ZeroDistance#

class deepinv.optim.ZeroDistance[source]#

Bases: Distance

Zero distance \(\distance{z}{y} = 0\).

fn(x, y, *args, **kwargs)[source]#

Computes the distance \(\distance{x}{y}\).

Parameters:
Returns:

(torch.Tensor) distance \(\distance{x}{y}\) of size B with B the size of the batch.

grad(x, *args, **kwargs)[source]#

Calculates the gradient of the potential term \(h\) at \(x\). By default, the gradient is computed using automatic differentiation.

Parameters:

x (torch.Tensor) – Variable \(x\) at which the gradient is computed.

Returns:

(torch.tensor) gradient \(\nabla_x h\), computed in \(x\).

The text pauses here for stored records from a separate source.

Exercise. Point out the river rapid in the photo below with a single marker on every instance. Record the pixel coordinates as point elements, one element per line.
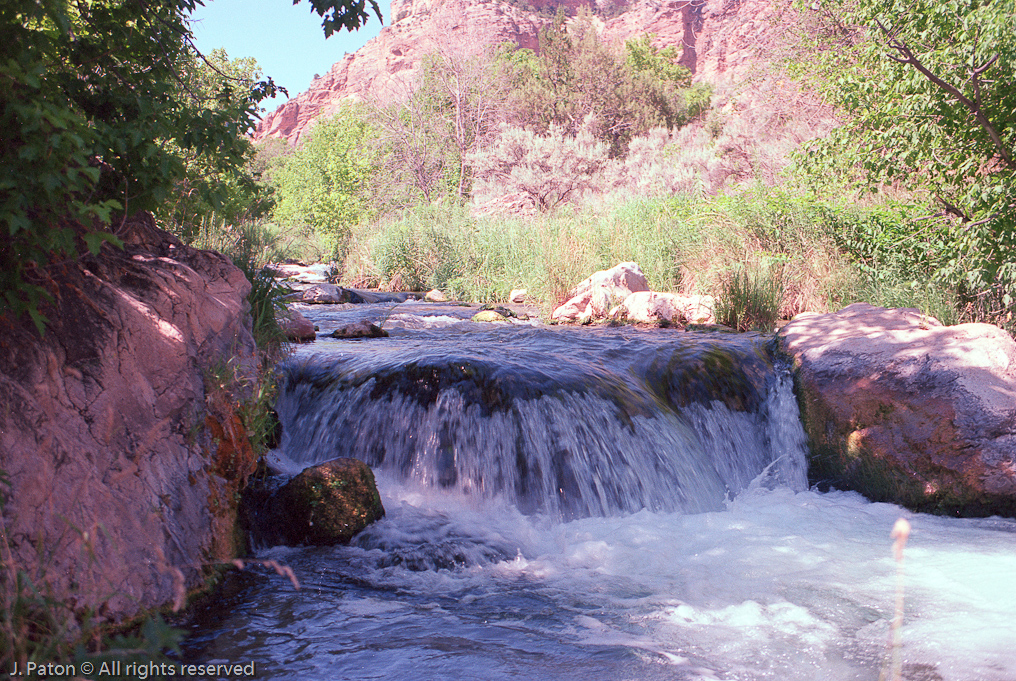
<point>568,503</point>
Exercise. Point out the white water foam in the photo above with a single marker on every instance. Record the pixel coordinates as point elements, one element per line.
<point>778,584</point>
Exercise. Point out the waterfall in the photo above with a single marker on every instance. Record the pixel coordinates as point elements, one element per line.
<point>552,425</point>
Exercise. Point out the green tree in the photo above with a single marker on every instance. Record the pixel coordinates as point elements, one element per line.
<point>928,95</point>
<point>577,81</point>
<point>93,123</point>
<point>212,188</point>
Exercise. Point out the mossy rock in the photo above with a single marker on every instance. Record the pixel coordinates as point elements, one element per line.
<point>327,503</point>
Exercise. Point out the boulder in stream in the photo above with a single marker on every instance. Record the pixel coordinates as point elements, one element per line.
<point>904,410</point>
<point>325,504</point>
<point>296,326</point>
<point>326,294</point>
<point>594,296</point>
<point>360,329</point>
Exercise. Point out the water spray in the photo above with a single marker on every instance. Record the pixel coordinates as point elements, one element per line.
<point>900,533</point>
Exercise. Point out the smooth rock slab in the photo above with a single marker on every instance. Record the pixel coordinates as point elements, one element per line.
<point>597,294</point>
<point>902,409</point>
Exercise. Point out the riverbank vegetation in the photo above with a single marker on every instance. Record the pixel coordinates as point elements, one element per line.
<point>518,169</point>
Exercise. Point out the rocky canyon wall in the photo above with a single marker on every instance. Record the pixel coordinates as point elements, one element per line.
<point>122,470</point>
<point>718,41</point>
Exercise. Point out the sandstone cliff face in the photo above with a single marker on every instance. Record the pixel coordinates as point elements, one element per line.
<point>122,475</point>
<point>717,41</point>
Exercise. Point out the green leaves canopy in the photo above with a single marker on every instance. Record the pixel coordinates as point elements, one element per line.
<point>94,122</point>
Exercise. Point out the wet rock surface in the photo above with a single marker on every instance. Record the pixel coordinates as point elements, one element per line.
<point>325,504</point>
<point>902,409</point>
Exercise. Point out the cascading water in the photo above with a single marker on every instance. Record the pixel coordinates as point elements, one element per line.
<point>610,504</point>
<point>555,422</point>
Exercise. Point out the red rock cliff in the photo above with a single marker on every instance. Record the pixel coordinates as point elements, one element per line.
<point>717,40</point>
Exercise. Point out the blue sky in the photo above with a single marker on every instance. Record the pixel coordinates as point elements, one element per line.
<point>286,40</point>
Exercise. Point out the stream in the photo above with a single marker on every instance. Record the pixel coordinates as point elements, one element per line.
<point>593,503</point>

prox(x, y, gamma=1.0, *args, **kwargs)[source]#

Calculates the proximity operator of \(h\) at \(x\). By default, the proximity operator is computed using internal gradient descent.

Parameters:
  • x (torch.Tensor) – Variable \(x\) at which the proximity operator is computed.

  • gamma (float) – stepsize of the proximity operator.

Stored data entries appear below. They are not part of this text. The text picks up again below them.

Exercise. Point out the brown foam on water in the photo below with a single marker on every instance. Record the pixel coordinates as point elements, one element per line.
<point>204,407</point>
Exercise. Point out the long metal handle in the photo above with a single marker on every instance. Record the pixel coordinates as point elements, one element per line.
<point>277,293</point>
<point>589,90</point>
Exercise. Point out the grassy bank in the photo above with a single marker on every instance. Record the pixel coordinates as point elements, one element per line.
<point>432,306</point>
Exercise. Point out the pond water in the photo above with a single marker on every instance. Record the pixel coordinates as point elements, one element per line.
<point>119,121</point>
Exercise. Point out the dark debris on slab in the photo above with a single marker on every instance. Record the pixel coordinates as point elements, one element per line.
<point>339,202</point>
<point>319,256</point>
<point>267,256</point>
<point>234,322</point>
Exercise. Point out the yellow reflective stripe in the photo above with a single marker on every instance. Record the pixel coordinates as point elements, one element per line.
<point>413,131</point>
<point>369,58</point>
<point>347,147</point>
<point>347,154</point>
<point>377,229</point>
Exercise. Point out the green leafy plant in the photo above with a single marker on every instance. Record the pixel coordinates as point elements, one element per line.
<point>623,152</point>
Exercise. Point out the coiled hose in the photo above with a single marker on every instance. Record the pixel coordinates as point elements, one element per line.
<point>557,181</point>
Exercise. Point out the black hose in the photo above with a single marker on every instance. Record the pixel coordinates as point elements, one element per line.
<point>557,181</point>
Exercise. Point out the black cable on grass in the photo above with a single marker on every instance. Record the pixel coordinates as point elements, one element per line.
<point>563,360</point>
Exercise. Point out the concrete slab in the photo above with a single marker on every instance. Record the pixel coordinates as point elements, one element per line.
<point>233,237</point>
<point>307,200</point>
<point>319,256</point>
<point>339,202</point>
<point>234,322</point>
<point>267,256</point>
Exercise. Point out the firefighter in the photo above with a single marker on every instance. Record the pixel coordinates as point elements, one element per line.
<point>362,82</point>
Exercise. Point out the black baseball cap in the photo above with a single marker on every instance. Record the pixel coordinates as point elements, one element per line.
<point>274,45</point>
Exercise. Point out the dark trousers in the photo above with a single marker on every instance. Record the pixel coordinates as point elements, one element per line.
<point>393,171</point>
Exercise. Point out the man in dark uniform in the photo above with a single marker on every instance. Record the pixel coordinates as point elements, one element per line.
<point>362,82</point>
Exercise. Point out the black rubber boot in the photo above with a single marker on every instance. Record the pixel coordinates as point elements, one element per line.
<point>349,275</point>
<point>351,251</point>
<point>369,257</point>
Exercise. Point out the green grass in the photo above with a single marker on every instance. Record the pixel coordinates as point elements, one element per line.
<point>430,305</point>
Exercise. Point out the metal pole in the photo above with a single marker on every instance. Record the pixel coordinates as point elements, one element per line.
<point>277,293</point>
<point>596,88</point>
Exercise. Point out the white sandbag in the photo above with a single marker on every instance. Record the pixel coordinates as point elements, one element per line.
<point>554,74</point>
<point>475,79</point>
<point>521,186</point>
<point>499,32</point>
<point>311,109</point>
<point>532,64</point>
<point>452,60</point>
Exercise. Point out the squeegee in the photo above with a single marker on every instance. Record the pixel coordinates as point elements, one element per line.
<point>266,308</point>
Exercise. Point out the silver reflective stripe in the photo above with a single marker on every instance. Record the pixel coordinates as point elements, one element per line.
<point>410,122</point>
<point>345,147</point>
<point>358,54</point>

  • stepsize_inter (float) – stepsize used for internal gradient descent

  • max_iter_inter (int) – maximal number of iterations for internal gradient descent.

  • tol_inter (float) – internal gradient descent has converged when the L2 distance between two consecutive iterates is smaller than tol_inter.

Returns:

(torch.tensor) proximity operator \(\operatorname{prox}_{\gamma h}(x)\), computed in \(x\).